Onchocerciasis and lymphatic filariasis in Mali: preparedness for mass drug administration interruption and morbidity management
Summary
Onchocerciasis and lymphatic filariasis (LF) are neglected tropical diseases (NTD) that affect millions of people in tropical settings, especially in remote and inaccessible areas. Onchocerciasis causes itching, skin lesions, blindness and epilepsy; whereas lymphatic filariasis can result in lymphedema and hydrocele. These two diseases represent an important socio-economic burden due to permanent disabilities, including elephantiasis and blindness, that drive communities into extreme poverty.
After many years of successful mass drug administration (MDA), Mali, like several other countries, is eager to confirm the interruption of transmission of onchocerciasis and LF, stop the distribution of MDA and enter into an elimination and surveillance phase.
This thesis assessed preparedness for onchocerciasis and LF MDA interruption and lymphedema morbidity management in Mali. More specifically, we evaluated a new rapid diagnostic test (SD Bioline Onchocerciasis/LF IgG4 Rapid test) for detection of O. volvulus and W. bancrofti infection in children 6-7 years of age according to the LF TAS guidelines in two evaluation Units. This test appeared to be a useful tool for monitoring onchocerciasis and LF exposure in co-endemic areas. We observed that all Ov16 antibody-positive subjects were residents of two previously known onchocerciasis meso- and hyperendemic districts. Onchocerca volvulus antibody prevalence levels were 0.19% and 0.18 % in the two districts. These values are above the 0.1% threshold proposed by WHO for stopping ivermectin MDA. However, given the specificity of the Ov16 Elisa test, this threshold is now considered to low. The results of our study suggest that in many onchocerciasis hypo-endemic areas in Mali, ivermectin MDA can be stopped.

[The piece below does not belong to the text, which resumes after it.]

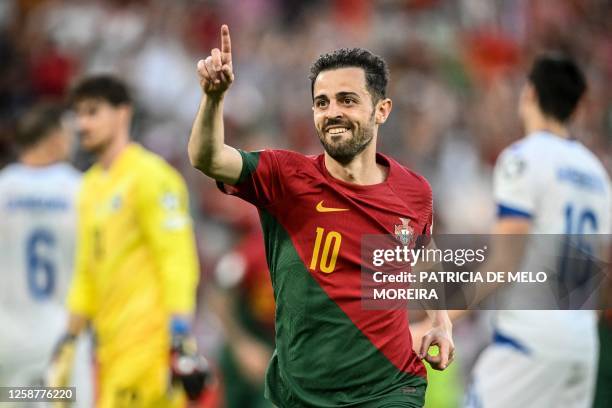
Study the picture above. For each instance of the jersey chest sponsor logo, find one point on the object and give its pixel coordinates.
(321, 208)
(404, 232)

In a second field study, we determined the all age serological profile of onchocerciasis and LF in the previously onchocerciasis hyperendemic setting of Bakoye and Falémé. The Ov16 and Wb123 seroprevalence in ≤14-year olds was less than 0.1% and 2% in the two areas respectively, consistent with elimination of onchocerciasis transmission and elimination of LF as a public health problem since stopping treatment in 2016.
We also studied the distribution and clinical presentations of lymphedema in previously LF endemic health districts in the post ivermectin and albendazole MDA period. We found that active lymphedema case identification (through village meetings, calls, visits, etc.) was more efficient than passive case reporting (through community health workers), the method used by most LF elimination programs, including the one in Mali.
We studied risk factors for W. bancrofti infection in a setting where LF is co-endemic with M. perstans. After controlling for age, gender, and village of residence, the likelihood of being W. bancrofti infected was higher in individuals with detectable M. perstans microfilariae, despite the fact that these infections are transmitted by different vectors. This finding is important for the LF elimination program, because of the possibility of false positive LF serological testing caused by cross-reacting antibodies in areas where M. perstans is present.
In conclusion, we did not observe evidence of ongoing LF transmission after ivermectin and albendazole MDA was stopped. With respect to onchocerciasis, our study suggests that stopping of ivermectin should be considered in the near future. Regardless, Mali needs to continue periodic surveillance for both onchocerciasis and LF including using entomological indicators to detect and respond to early signs of resurgence/re-introduction. Moreover, the country needs a stronger LF morbidity management program, that includes identification of active lymphedema cases.